Reinforcement learning and dynamic programming are powerful techniques for automated agent decision making in stochastic environments. Dynamic programming is effective when there is a known environment model, while reinforcement learning is effective when a model is not available. The techniques derive a policy: a mapping from each environment state to an action which optimizes the long term reward the agent receives.
The standard methods become less effective as the state space for the environment increases because they require values to be associated with each state, the storage and processing of which is exponential to the number of state variables. Resolving this “curse of dimensionality” is an important topic of research amongst all communities working on this problem. Two key methods are to: (i) derive an estimate of the value (approximate dynamic programming) using function approximation or state aggregation; or (ii) build a model of the environment from experience.

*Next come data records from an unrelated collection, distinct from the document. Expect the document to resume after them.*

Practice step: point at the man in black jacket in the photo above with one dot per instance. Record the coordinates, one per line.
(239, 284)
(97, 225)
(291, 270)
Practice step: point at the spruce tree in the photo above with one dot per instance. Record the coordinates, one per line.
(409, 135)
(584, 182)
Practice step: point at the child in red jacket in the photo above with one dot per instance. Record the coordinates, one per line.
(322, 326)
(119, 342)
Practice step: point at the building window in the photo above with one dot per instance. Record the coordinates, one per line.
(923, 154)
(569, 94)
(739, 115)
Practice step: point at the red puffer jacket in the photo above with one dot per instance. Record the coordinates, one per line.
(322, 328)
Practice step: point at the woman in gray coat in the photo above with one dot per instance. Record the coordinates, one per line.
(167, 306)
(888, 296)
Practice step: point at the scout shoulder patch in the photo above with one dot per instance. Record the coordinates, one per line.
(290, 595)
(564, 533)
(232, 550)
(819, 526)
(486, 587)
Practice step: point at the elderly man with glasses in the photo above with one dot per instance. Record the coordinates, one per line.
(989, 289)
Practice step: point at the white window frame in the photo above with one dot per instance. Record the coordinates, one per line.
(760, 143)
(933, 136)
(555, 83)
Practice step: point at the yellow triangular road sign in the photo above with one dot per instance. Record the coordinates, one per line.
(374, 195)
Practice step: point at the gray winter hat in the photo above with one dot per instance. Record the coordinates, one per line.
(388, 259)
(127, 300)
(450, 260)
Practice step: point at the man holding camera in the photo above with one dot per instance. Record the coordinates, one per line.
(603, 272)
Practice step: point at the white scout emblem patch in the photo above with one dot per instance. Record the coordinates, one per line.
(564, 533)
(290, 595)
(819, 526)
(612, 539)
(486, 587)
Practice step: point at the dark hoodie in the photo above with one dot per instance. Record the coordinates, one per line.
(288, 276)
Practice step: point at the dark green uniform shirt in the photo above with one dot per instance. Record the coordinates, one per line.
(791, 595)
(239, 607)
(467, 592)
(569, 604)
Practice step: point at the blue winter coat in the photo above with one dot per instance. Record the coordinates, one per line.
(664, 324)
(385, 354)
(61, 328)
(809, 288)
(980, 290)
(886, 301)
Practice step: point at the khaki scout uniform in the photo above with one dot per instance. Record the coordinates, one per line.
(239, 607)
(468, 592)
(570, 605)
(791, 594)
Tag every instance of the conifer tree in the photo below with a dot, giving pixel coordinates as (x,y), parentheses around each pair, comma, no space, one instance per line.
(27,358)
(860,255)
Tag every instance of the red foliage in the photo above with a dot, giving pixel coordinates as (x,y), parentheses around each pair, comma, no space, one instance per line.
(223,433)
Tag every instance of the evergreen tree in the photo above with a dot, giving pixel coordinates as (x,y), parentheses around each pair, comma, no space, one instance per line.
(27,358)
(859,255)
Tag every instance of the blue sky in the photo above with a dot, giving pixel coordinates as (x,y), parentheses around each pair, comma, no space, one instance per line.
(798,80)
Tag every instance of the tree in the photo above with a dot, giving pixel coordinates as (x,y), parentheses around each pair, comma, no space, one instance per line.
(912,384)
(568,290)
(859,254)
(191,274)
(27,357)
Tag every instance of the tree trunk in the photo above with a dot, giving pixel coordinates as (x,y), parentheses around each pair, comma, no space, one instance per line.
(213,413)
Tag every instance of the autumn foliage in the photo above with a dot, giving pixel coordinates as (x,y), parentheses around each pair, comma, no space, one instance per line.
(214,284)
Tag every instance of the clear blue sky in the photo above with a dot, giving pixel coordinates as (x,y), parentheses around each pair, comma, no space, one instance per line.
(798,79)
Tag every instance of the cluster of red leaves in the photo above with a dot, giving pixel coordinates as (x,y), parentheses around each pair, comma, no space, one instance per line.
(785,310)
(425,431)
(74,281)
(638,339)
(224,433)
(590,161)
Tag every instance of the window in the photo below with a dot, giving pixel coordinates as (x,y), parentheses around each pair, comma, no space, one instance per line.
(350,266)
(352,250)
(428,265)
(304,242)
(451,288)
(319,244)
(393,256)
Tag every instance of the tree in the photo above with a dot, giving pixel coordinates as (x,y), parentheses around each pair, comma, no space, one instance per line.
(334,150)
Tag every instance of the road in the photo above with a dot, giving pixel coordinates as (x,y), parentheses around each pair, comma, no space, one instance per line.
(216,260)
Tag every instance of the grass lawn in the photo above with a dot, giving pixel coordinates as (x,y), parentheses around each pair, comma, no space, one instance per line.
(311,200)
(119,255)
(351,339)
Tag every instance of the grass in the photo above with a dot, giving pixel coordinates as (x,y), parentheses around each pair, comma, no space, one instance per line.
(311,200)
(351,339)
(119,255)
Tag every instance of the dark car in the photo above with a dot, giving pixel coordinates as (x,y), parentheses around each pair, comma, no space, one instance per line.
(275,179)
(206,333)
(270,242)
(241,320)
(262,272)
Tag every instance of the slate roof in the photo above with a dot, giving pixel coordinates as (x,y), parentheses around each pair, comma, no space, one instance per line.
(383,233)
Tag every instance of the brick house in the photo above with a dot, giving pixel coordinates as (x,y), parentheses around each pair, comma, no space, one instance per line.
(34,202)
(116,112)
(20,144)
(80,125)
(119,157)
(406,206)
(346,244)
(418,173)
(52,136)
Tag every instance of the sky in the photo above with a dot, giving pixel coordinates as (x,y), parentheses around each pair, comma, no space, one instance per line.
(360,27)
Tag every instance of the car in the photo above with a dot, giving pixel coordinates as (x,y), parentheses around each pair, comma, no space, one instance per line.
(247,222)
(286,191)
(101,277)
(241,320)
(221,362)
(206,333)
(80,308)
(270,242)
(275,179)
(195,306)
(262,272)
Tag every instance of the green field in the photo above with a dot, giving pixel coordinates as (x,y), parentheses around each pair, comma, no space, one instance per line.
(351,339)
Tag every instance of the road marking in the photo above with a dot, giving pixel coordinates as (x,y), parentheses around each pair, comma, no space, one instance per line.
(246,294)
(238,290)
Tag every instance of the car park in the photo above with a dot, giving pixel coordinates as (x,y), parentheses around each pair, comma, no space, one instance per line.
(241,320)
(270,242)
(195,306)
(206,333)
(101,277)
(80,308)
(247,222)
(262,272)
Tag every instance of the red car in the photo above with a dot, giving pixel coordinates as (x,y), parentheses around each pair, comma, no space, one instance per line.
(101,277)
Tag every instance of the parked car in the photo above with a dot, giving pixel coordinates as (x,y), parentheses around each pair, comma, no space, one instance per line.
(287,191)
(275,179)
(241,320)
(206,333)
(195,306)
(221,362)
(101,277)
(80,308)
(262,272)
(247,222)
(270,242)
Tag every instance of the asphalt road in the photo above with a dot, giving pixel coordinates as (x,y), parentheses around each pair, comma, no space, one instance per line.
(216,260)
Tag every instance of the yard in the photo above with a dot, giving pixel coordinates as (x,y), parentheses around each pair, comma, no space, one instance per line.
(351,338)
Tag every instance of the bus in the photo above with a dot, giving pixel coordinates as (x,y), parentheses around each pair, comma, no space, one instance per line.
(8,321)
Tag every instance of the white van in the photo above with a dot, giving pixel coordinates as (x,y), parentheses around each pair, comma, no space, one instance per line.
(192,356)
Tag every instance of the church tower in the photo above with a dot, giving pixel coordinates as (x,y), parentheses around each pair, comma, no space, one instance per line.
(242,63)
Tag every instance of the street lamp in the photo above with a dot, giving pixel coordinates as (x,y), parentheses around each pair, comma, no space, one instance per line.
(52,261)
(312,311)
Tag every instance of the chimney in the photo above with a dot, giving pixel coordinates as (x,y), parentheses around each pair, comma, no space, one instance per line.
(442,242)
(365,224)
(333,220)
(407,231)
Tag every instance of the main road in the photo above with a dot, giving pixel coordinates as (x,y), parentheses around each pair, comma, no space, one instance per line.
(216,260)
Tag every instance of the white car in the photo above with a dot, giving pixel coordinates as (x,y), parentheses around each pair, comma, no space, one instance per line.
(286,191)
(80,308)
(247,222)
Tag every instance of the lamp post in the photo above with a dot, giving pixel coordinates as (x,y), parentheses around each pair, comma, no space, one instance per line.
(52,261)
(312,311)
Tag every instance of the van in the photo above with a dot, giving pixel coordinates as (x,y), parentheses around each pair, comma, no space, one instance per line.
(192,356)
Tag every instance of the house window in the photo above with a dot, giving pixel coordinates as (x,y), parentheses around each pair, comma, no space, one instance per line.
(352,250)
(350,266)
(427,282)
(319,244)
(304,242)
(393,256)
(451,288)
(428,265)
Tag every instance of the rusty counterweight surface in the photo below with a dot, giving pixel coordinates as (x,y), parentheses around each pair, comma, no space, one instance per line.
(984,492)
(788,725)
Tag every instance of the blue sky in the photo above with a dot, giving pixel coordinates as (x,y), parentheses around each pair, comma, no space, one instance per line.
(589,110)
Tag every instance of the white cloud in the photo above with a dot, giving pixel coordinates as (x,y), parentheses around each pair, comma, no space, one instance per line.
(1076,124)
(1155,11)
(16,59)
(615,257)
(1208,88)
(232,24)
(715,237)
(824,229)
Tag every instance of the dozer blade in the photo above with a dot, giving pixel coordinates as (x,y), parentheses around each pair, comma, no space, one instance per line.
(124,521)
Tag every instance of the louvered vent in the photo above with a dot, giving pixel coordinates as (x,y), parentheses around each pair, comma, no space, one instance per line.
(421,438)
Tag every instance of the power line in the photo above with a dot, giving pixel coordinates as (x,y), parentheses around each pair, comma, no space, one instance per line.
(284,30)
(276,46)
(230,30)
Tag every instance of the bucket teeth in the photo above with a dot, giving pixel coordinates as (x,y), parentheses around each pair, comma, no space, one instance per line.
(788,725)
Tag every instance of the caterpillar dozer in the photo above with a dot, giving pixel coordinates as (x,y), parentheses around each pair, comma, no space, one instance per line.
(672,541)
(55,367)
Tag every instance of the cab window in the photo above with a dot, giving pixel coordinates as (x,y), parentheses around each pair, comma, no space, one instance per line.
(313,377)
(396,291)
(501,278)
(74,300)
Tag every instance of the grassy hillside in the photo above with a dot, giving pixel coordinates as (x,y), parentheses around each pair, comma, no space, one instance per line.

This thesis presents a method of combining these approaches by exploiting structure in the state transition and value functions captured in a set of planning operators which are learnt through experience in the environment. Standard planning operators define the deterministic changes that occur in an environment in response to an action. This work presents Parallel Stochastic Planning Operators (P-SPOs), a novel form of planning operator providing a structured model of the state transition function in environments which are both non-deterministic and for which changes can occur outside the influence of actions. Next, an automated method for extracting P-SPOs from observations in an environment is explored using an adaptation of association rule mining. Finally, methods of relating the state transition structure encapsulated in the P-SPOs to state values, using the operators to store state value aggregation estimates, are evaluated.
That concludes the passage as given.